Discussion»Questions»Life and Society» "Please" and "Thank You". Magic words. Obsolete. Respect for your elders. Obsolete. Displaying good manners/being polite. Obsolete. WHY?
Good question! To be honest with you? I haven't a clue what happened to manners. They were drilled into me as a kid and I still use them all of the time but I sure have seen some of the rudest people over the last ten years ago. They sure aren't obsolete to me!
I'm thinking only those of us "of a certain age" remember and reflect and continue to employ them in our daily lives. We grew up learning those things automatically. And using them because we had no other choice. These days most or many folks don't give a rat's a** about being polite. They let you know it. Loud and clear. It is not one of my favorite things about our present-day society. SIGH. Thank you for your reply Rooster and the compliment and Happy Wednesday m'dear! :)
Right. Human beings are farther apart than ever. They relate to inanimate things/mechanical things/electronic things. And when they fail you'd think the world just blew up. SIGH. I do miss the good old days my friend. When people actually talked face-to-face and things made sense. I wonder if they will ever come our way again? :(
Even if we live to be very old my friend? Is there an "average" length of time between pendulum swings? I'm gonna ask that question Rooster. You saw it first! :)
Me too. But we're tough right Rooster? When things get tough the tough get going. Anyway it doesn't matter what others do. All we gotta do is be true to ourselves. It's just easier! :)

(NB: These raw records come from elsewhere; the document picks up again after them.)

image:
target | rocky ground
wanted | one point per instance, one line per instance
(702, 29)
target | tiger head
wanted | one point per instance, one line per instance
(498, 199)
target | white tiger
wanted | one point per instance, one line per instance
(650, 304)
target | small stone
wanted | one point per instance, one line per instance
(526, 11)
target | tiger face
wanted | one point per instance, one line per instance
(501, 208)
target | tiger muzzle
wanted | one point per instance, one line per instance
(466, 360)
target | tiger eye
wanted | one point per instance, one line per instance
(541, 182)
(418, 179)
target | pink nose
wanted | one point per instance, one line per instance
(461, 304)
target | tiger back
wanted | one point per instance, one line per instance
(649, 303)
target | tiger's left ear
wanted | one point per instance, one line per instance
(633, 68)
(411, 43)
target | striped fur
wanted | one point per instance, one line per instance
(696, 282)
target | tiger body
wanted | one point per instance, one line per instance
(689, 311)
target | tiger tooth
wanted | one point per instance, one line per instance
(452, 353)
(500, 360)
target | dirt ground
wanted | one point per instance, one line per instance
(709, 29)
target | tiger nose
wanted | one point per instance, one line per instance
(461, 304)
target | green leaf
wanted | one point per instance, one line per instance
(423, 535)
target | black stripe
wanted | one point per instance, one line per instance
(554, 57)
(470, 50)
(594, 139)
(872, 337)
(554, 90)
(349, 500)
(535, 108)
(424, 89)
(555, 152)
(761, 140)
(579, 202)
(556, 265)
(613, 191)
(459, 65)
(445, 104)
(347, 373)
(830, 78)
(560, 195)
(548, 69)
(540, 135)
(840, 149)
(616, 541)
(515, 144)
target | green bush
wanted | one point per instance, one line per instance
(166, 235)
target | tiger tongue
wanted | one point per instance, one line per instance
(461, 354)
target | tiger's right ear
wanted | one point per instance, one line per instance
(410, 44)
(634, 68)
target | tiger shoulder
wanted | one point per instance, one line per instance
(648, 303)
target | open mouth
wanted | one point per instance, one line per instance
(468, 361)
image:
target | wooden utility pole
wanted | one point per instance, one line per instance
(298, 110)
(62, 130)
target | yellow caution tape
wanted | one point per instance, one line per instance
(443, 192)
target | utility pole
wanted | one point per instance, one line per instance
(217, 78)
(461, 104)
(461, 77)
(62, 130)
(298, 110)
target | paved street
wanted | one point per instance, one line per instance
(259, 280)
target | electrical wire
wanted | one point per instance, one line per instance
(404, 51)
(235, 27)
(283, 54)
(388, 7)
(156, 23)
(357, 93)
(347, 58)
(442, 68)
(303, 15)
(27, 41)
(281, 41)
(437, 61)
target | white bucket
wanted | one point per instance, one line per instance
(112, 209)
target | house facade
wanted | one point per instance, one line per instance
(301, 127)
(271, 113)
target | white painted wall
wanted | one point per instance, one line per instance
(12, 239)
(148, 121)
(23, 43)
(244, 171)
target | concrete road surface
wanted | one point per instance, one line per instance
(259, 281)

((hugs)) Thank you for restoring a tiny flicker of hope to me from your corner of the world my friend. I am so happy to learn that you are passing on what we ALL used to learn from our parents. I wonder how many more of you are out there? Happy Wednesday Ele! GOOD JOB! :):):)
"Please", "thank you", and "excuse me" are standard procedure. I show respect to most by default and until they prove unworthy, but being elder is not in and of itself worthy. JMHO
You see no value in respecting your elders. It was automatic in days gone by. We never asked if they were "worthy". Age itself was the ONLY basis. An old person was thought to have more wisdom since he/she had lived longer and experienced more. How true that was or is I don't know. But it didn't matter. We were not the deciders nor did we judge. We left that to our elders whom we respected because they were our elders. We just followed the guidance of our parents whom we respected because they were older. We followed the guidance of our teachers whom we respected because they were older. We didn't question it. We accepted it. That was then. That was just the way it was. You and those who feel as you do are now. Different strokes. Things change. Thank you for your reply B and Happy Wednesday to thee.
Okay Rosie, I know an elderly addict. Do you automatically give addicts respect, Rosie? Should I, based simply upon his age? Shouldn't substance come into it? Or is it simply surviving that determines one's eligibility for respect per "Rosie's mandate"?
I have no wish to engage in this level of discourse Bozette. There is nothing for me here. All you want to do is attack my point. You don't want to explore it. You are grilling me as if I am a suspect and you are the authority. So no thank you. I did my best to reach you. I clearly failed.